Andalucia rose 15.9% in 2003
Not content with a house price boom of their own, thousands of Britons each year are taking advantage of rising property prices in the UK to fuel a property boom in Europe according to research conducted by Barclays.
During 2003 around 40% of all new houses built on the Spanish Costas were purchased by British people, with nearly two-thirds buying them as a holiday or retirement home, according to Barclays. The group said this demand contributed to a 21% rise in house prices on the Costas and Balearic islands during the year, triple the traditional price growth of just 6% or 7%.
Barclays puts the growth of property prices down to a number of factors:
Equity release has reached record levels in the UK in 2003 at around £57bn due to the rapid growth in UK property prices. Much of this has been used to buy cheaper European property outright.
Low cost airlines are flying to more and more destinations and fierce competition is keeping the costs down as mainstream airlines offer competitive deals alongside low cost carriers.
Interest rates in Europe are also at historically low levels and even cheaper than in the UK – this means mortgages in France and Spain have never been better value.
During 2003 people unlocked around £57 billion from the value of their homes, and Barclays said much of this was used to buy a property in Europe in cash.
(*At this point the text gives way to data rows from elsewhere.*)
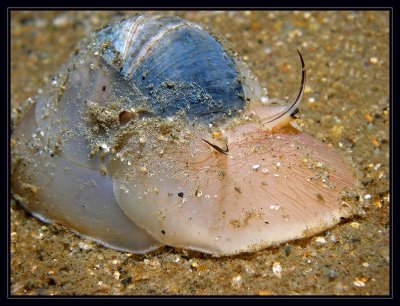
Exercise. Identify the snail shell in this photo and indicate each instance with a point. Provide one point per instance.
(152, 134)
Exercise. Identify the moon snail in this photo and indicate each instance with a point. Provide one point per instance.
(153, 133)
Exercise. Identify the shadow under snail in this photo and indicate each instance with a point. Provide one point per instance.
(153, 133)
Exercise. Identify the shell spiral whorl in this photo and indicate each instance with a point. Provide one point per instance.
(145, 137)
(176, 64)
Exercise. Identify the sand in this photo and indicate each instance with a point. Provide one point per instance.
(346, 105)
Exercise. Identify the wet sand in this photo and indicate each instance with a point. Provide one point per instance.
(346, 105)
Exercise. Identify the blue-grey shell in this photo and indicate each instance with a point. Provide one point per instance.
(176, 64)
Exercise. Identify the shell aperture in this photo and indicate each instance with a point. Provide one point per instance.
(120, 148)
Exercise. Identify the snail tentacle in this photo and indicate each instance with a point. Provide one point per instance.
(291, 108)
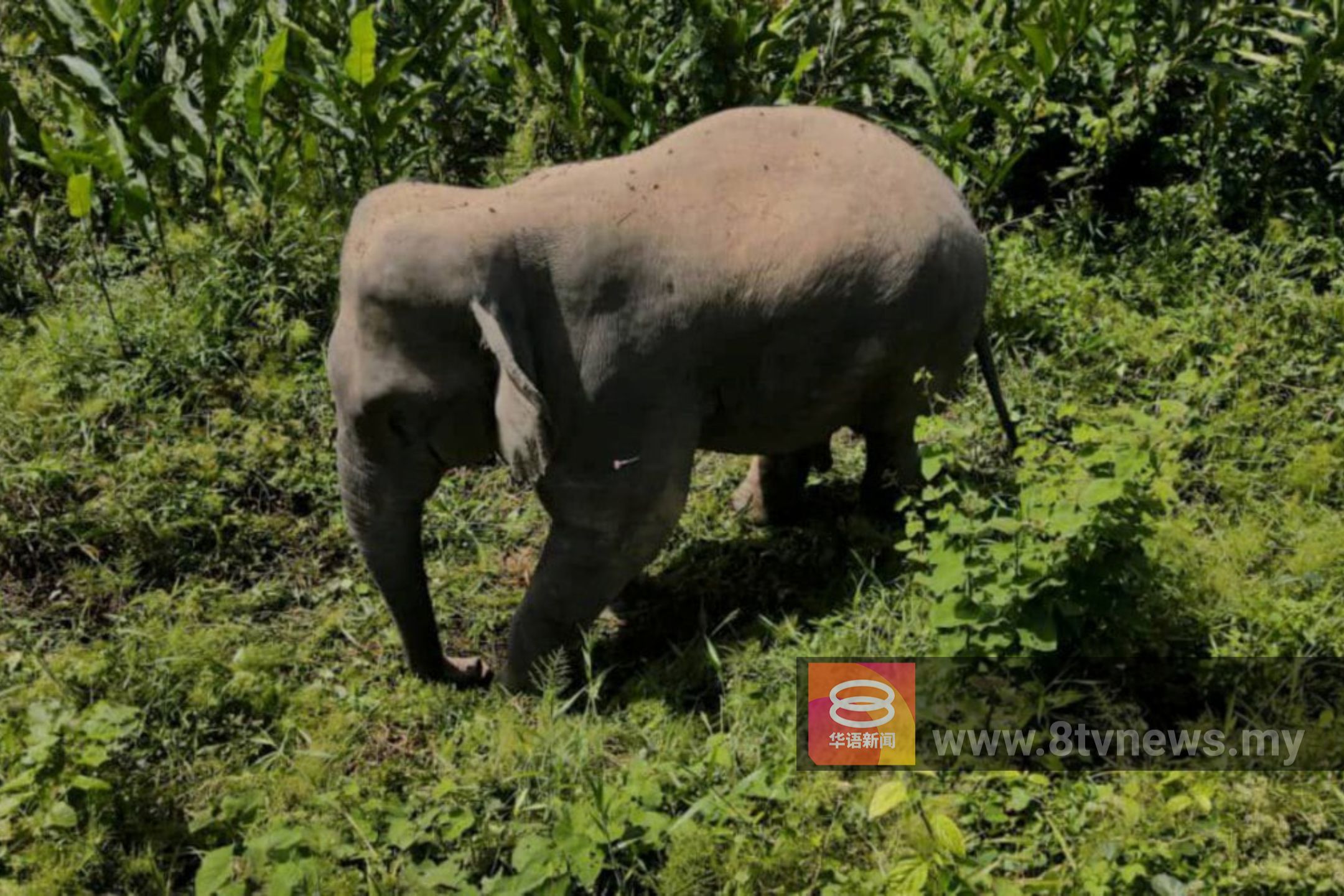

David Roberts, chief executive of Barclays Private Clients and International, said: "The current housing boom in the UK has given people access to huge chunks of equity from their homes, bringing a second home in Europe, where house prices are cheaper, within the reach of record numbers of British people.
"When you add into the equation cheaper air fares to more destinations, and the lowest European interest rates in a generation, it is easy to see how cash rich Britons are driving up property prices."